IVAN3MAN_AT_LARGE October 31, 2013 at 4:32 AM

Here’s the preprint of one of the two papers (PDF):
A Rocky Composition for an Earth-sized Exoplanet.

Kapitalist October 31, 2013 at 6:38 AM

1.2 times the radius and 1.7 times the mass of Earth. Wouldn’t that give a surface gravity of almost twice of that we on the surface of the Earth?

Even in the most perfect habital zone, a civilization on such a planet might have difficulties getting off its surface. Considering the great costs of rocket launches we have. And going from 1.2 to 1.4 or to 2.0 super Earth radii, what density and surface gravity would you get then? Mayby this is an important factor in the Drake equation. Maybe most civilizations (if any) remain nailed to the surface where they were born.
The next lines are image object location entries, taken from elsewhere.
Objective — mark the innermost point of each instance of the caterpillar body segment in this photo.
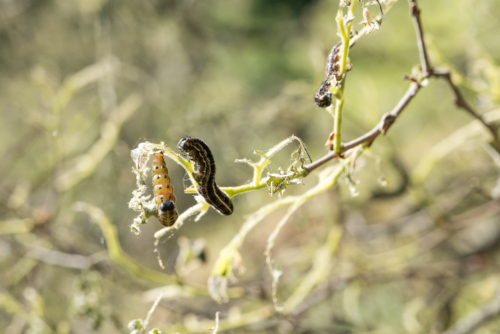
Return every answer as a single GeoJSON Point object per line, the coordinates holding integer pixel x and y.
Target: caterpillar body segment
{"type": "Point", "coordinates": [164, 192]}
{"type": "Point", "coordinates": [200, 153]}
{"type": "Point", "coordinates": [323, 97]}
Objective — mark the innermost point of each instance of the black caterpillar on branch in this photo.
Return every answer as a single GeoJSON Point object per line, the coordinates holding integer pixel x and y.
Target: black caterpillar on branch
{"type": "Point", "coordinates": [323, 97]}
{"type": "Point", "coordinates": [199, 152]}
{"type": "Point", "coordinates": [164, 192]}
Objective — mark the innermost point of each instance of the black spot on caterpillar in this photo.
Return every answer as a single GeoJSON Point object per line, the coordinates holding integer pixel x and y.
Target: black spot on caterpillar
{"type": "Point", "coordinates": [164, 192]}
{"type": "Point", "coordinates": [323, 97]}
{"type": "Point", "coordinates": [199, 152]}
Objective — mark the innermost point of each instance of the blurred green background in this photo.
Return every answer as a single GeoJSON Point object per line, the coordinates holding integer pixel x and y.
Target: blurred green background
{"type": "Point", "coordinates": [83, 82]}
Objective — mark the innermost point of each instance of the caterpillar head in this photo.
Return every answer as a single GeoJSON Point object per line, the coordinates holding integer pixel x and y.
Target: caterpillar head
{"type": "Point", "coordinates": [167, 206]}
{"type": "Point", "coordinates": [184, 144]}
{"type": "Point", "coordinates": [324, 100]}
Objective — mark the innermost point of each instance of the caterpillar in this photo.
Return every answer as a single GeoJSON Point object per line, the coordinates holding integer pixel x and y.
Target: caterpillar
{"type": "Point", "coordinates": [323, 97]}
{"type": "Point", "coordinates": [199, 152]}
{"type": "Point", "coordinates": [164, 192]}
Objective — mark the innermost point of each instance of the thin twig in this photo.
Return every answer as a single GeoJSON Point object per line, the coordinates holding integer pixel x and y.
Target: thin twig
{"type": "Point", "coordinates": [424, 58]}
{"type": "Point", "coordinates": [428, 71]}
{"type": "Point", "coordinates": [478, 317]}
{"type": "Point", "coordinates": [461, 103]}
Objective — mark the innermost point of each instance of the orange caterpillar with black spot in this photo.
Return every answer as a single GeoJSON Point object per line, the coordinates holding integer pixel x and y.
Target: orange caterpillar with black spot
{"type": "Point", "coordinates": [164, 192]}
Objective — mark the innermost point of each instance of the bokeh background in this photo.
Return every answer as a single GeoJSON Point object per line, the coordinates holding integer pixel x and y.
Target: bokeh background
{"type": "Point", "coordinates": [83, 82]}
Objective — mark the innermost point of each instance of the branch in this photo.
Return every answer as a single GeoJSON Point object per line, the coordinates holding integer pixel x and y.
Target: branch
{"type": "Point", "coordinates": [381, 128]}
{"type": "Point", "coordinates": [428, 71]}
{"type": "Point", "coordinates": [477, 317]}
{"type": "Point", "coordinates": [424, 58]}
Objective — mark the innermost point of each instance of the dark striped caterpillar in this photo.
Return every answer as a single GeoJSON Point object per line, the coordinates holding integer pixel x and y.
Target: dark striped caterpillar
{"type": "Point", "coordinates": [323, 97]}
{"type": "Point", "coordinates": [164, 192]}
{"type": "Point", "coordinates": [199, 152]}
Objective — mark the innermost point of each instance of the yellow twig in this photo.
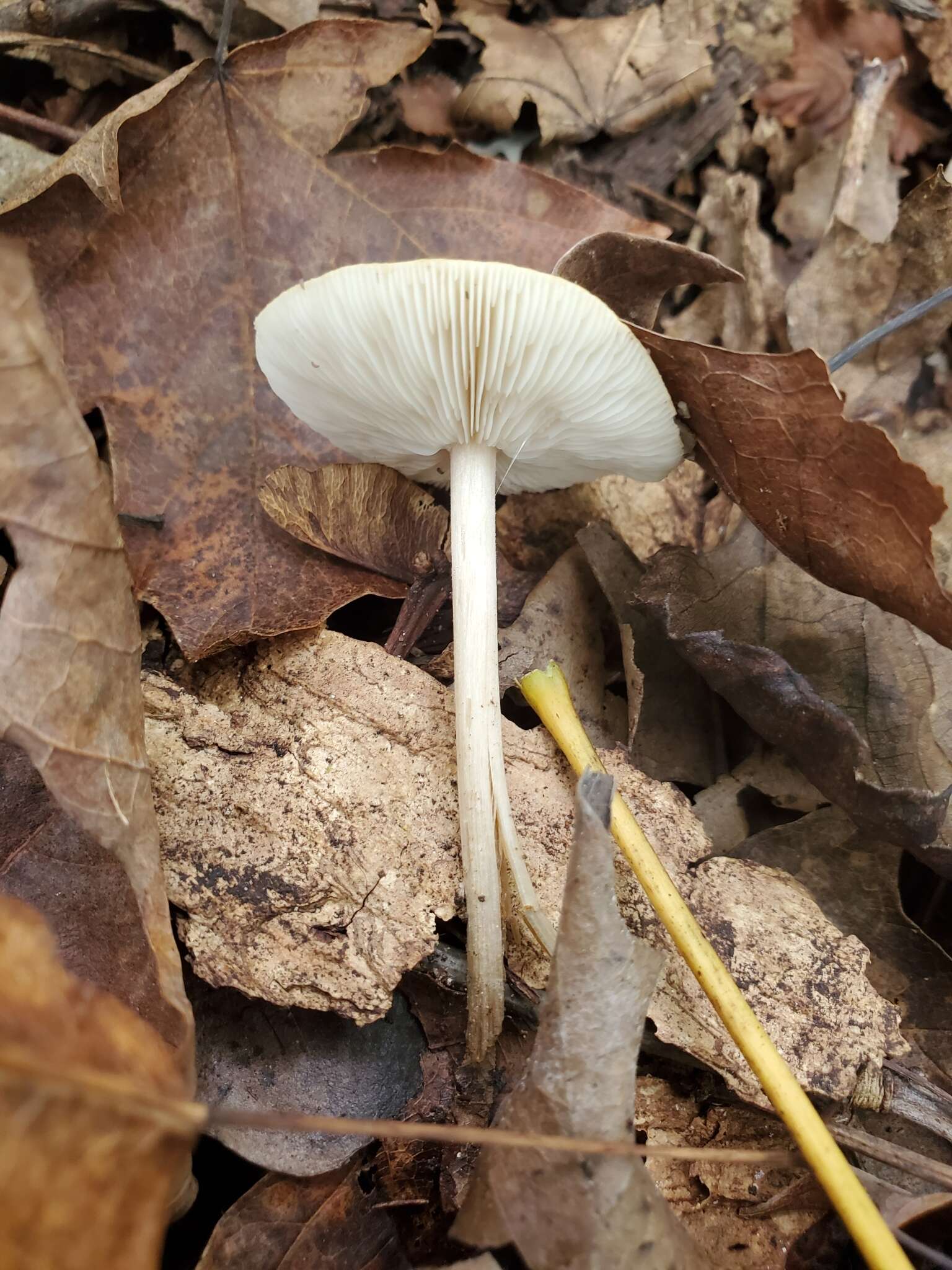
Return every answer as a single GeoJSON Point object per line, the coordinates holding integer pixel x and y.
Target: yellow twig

AABAR October 31, 2013 at 8:22 AM

Surface gravity is m/(r^2) (m & r multiple of Earth’s mass & radius – look up on wikipedia) so Kepler 78b would have a surface gravity of only 1.18 times Earth’s

Cyrus October 31, 2013 at 8:22 AM

Its the Excalbian home world!!!

Aqua4U October 31, 2013 at 10:52 PM

Amazing! It’s like… if you can imagine some dynamically ‘far out’ planetary system, somewhere in our vast universe, will be an example! (Quite literally a ‘hell’ of a place? Magma monsters anyone? BOO! Happy Halloween!)
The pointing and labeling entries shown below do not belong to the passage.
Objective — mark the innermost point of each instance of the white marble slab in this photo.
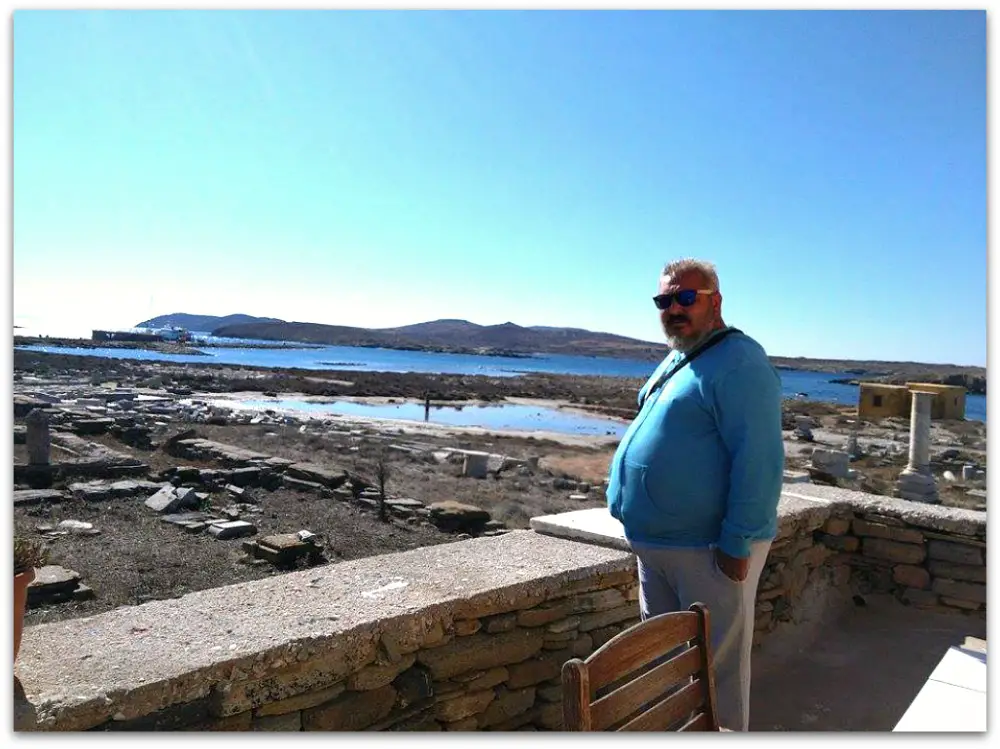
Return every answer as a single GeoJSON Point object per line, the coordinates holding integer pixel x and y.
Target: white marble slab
{"type": "Point", "coordinates": [594, 526]}
{"type": "Point", "coordinates": [953, 699]}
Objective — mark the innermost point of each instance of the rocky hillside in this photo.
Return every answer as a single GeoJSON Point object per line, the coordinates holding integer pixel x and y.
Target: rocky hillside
{"type": "Point", "coordinates": [202, 323]}
{"type": "Point", "coordinates": [457, 335]}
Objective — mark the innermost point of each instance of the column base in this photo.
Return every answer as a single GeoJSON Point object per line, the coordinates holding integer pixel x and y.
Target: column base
{"type": "Point", "coordinates": [917, 487]}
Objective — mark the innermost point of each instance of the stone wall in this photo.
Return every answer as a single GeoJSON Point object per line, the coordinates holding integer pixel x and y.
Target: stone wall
{"type": "Point", "coordinates": [836, 543]}
{"type": "Point", "coordinates": [469, 635]}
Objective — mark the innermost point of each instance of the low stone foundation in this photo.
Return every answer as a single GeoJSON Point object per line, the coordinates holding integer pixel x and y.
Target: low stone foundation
{"type": "Point", "coordinates": [468, 636]}
{"type": "Point", "coordinates": [464, 636]}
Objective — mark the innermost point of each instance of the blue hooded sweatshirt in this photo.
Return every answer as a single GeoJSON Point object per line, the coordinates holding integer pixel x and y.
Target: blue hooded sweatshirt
{"type": "Point", "coordinates": [702, 462]}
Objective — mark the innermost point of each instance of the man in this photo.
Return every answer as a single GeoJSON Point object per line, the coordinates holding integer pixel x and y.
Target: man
{"type": "Point", "coordinates": [697, 477]}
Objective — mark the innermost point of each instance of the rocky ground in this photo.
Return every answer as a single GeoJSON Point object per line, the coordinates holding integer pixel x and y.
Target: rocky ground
{"type": "Point", "coordinates": [153, 493]}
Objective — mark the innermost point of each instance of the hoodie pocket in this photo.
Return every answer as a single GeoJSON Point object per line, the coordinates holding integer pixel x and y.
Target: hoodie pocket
{"type": "Point", "coordinates": [637, 510]}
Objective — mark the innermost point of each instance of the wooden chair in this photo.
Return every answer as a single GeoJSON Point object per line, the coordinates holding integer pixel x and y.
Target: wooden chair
{"type": "Point", "coordinates": [654, 676]}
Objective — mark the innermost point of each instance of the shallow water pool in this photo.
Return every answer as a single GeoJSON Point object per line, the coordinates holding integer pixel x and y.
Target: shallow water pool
{"type": "Point", "coordinates": [522, 418]}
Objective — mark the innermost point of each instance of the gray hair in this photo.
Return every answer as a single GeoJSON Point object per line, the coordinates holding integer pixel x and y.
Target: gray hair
{"type": "Point", "coordinates": [686, 265]}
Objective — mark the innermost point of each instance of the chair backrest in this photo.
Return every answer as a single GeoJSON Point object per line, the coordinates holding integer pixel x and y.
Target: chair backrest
{"type": "Point", "coordinates": [655, 676]}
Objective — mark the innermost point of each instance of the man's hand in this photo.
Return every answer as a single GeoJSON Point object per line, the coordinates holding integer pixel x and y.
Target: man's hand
{"type": "Point", "coordinates": [734, 568]}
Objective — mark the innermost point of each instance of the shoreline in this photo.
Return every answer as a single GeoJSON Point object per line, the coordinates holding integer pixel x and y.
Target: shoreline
{"type": "Point", "coordinates": [973, 378]}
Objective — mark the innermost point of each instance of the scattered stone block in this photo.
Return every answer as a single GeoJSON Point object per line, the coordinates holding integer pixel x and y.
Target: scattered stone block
{"type": "Point", "coordinates": [28, 497]}
{"type": "Point", "coordinates": [476, 464]}
{"type": "Point", "coordinates": [833, 462]}
{"type": "Point", "coordinates": [171, 499]}
{"type": "Point", "coordinates": [232, 529]}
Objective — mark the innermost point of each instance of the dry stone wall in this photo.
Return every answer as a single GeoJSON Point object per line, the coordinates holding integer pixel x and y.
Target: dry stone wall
{"type": "Point", "coordinates": [464, 636]}
{"type": "Point", "coordinates": [467, 636]}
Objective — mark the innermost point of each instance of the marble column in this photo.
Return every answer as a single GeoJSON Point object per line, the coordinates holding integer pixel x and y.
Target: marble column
{"type": "Point", "coordinates": [37, 438]}
{"type": "Point", "coordinates": [916, 483]}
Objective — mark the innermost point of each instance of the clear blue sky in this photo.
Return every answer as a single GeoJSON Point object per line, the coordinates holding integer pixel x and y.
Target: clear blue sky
{"type": "Point", "coordinates": [377, 169]}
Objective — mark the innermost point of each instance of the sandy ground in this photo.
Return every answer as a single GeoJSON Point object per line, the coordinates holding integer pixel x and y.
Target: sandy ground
{"type": "Point", "coordinates": [858, 672]}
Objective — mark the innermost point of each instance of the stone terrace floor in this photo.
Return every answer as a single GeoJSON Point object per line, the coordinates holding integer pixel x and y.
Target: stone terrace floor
{"type": "Point", "coordinates": [857, 671]}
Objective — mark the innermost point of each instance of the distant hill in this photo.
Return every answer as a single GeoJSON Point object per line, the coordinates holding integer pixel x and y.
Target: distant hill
{"type": "Point", "coordinates": [456, 335]}
{"type": "Point", "coordinates": [203, 323]}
Ryan Goo November 1, 2013 at 6:02 AM

Also, possibly why Pyrovillia disappeared.

Garyinsooke November 1, 2013 at 11:02 PM

What a lot of nonsense. “A newly verified planet “. Who has verified it? This is an interpretation of an instrumentally detected something, based on a misunderstanding by astronomers of what the instruments are detecting, and probably what they are seeing is a moon around a planet, not a planet around a star. Then the orbital distance and speed make sense.
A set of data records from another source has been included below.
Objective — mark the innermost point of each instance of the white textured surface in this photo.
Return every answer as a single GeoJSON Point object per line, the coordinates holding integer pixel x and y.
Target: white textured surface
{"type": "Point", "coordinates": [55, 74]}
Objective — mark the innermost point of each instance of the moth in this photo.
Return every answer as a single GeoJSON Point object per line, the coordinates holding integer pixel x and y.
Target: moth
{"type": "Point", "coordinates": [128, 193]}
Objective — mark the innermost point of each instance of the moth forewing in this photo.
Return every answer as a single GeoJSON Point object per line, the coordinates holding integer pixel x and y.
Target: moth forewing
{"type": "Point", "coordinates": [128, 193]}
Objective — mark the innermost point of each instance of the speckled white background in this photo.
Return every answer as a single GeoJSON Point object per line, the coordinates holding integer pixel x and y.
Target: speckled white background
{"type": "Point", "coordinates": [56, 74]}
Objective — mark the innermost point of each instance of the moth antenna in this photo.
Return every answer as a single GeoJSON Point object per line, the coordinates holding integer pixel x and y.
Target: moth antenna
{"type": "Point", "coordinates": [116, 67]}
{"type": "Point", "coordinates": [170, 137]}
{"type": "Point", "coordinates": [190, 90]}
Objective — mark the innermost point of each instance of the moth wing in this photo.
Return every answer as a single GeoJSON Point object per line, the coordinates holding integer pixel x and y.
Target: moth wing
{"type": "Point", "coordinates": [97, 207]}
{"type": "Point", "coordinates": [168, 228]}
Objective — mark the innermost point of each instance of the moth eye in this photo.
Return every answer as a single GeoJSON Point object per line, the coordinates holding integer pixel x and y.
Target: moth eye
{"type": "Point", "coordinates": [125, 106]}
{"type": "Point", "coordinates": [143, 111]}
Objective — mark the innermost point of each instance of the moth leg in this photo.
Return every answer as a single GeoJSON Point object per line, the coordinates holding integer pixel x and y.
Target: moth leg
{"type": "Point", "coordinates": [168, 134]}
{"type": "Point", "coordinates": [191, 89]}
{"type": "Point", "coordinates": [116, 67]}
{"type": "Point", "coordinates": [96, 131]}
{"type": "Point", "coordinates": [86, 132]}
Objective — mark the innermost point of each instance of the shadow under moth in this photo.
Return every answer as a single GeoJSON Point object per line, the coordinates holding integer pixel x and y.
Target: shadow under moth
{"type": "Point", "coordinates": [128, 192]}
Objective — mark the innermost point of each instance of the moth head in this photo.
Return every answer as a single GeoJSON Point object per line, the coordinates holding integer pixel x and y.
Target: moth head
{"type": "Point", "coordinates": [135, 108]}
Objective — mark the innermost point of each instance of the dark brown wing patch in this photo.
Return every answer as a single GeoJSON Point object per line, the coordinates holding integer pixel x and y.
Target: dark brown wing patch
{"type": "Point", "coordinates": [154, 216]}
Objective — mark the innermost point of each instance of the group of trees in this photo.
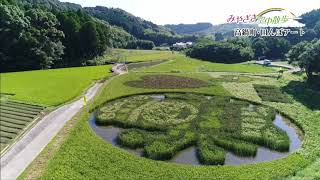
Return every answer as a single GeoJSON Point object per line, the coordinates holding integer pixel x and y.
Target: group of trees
{"type": "Point", "coordinates": [140, 44]}
{"type": "Point", "coordinates": [139, 28]}
{"type": "Point", "coordinates": [30, 39]}
{"type": "Point", "coordinates": [34, 37]}
{"type": "Point", "coordinates": [306, 55]}
{"type": "Point", "coordinates": [222, 52]}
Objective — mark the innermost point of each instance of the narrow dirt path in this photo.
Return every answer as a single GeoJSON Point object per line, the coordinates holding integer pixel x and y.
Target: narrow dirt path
{"type": "Point", "coordinates": [17, 159]}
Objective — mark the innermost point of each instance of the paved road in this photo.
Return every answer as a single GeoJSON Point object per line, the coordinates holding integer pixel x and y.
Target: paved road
{"type": "Point", "coordinates": [17, 159]}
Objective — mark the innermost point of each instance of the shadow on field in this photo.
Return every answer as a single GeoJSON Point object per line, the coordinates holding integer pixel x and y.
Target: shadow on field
{"type": "Point", "coordinates": [301, 92]}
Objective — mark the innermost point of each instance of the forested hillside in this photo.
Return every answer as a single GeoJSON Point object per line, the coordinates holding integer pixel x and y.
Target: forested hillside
{"type": "Point", "coordinates": [34, 37]}
{"type": "Point", "coordinates": [189, 28]}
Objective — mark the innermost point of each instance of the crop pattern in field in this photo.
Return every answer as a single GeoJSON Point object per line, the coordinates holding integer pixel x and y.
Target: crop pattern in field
{"type": "Point", "coordinates": [14, 118]}
{"type": "Point", "coordinates": [272, 94]}
{"type": "Point", "coordinates": [163, 81]}
{"type": "Point", "coordinates": [163, 127]}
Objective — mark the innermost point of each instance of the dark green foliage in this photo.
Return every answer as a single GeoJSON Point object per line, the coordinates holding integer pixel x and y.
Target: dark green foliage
{"type": "Point", "coordinates": [221, 52]}
{"type": "Point", "coordinates": [35, 38]}
{"type": "Point", "coordinates": [209, 153]}
{"type": "Point", "coordinates": [240, 148]}
{"type": "Point", "coordinates": [136, 26]}
{"type": "Point", "coordinates": [140, 44]}
{"type": "Point", "coordinates": [132, 139]}
{"type": "Point", "coordinates": [271, 93]}
{"type": "Point", "coordinates": [189, 28]}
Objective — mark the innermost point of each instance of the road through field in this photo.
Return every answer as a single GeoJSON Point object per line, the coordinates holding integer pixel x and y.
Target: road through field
{"type": "Point", "coordinates": [17, 159]}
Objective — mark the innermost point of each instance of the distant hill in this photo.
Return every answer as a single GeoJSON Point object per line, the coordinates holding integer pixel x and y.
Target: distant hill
{"type": "Point", "coordinates": [52, 4]}
{"type": "Point", "coordinates": [118, 17]}
{"type": "Point", "coordinates": [137, 26]}
{"type": "Point", "coordinates": [189, 28]}
{"type": "Point", "coordinates": [311, 18]}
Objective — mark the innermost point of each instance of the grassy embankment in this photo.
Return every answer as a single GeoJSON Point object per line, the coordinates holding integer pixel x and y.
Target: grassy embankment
{"type": "Point", "coordinates": [85, 155]}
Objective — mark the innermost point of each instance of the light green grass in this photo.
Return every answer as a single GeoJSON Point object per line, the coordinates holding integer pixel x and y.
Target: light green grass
{"type": "Point", "coordinates": [85, 155]}
{"type": "Point", "coordinates": [181, 63]}
{"type": "Point", "coordinates": [118, 89]}
{"type": "Point", "coordinates": [51, 87]}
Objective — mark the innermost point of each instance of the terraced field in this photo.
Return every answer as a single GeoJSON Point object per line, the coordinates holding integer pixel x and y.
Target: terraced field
{"type": "Point", "coordinates": [15, 117]}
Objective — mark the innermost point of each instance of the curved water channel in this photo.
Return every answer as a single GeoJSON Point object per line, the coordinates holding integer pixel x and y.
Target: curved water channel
{"type": "Point", "coordinates": [189, 155]}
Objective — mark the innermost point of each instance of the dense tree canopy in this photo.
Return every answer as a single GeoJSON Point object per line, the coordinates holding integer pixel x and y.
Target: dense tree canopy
{"type": "Point", "coordinates": [306, 55]}
{"type": "Point", "coordinates": [222, 52]}
{"type": "Point", "coordinates": [33, 37]}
Prism2Spectrum November 2, 2013 at 11:25 PM

However this terrestrial world came to orbit the uninhabitable melt-zone of its sun, I cannot believe the radiation burnt location, was its point of searing origin ( former interior sun-distance or no ). Somehow, it must have been disrupted, or dislocated, from former orbital place, if not rogue planet captured from deep space ( if a “planet” at all ): This “world” suspended in radiance of blast furnace, molten planet’s heat-wasted surface.

An “enigma” glints from star’s spectrum light, another challenge to prevailing planet-formation model, gas-stirred, dust-compacted, and hypothetical. Smelting forge of cloudy silhouette, on verge of non-nebular collapse may be. As horizon-envelope expands-out to reveal strange worlds in Galaxy Space, dominant theoretical explanation may photo-evaporate at increased pace, with each newly detected model-defying case. Revolution, rigid thought to overturn, open different line-of-sight, their growing numbers may entail: a new concept of first light – menagerie of worlds enclose, to frame-well Galactic Age of Night.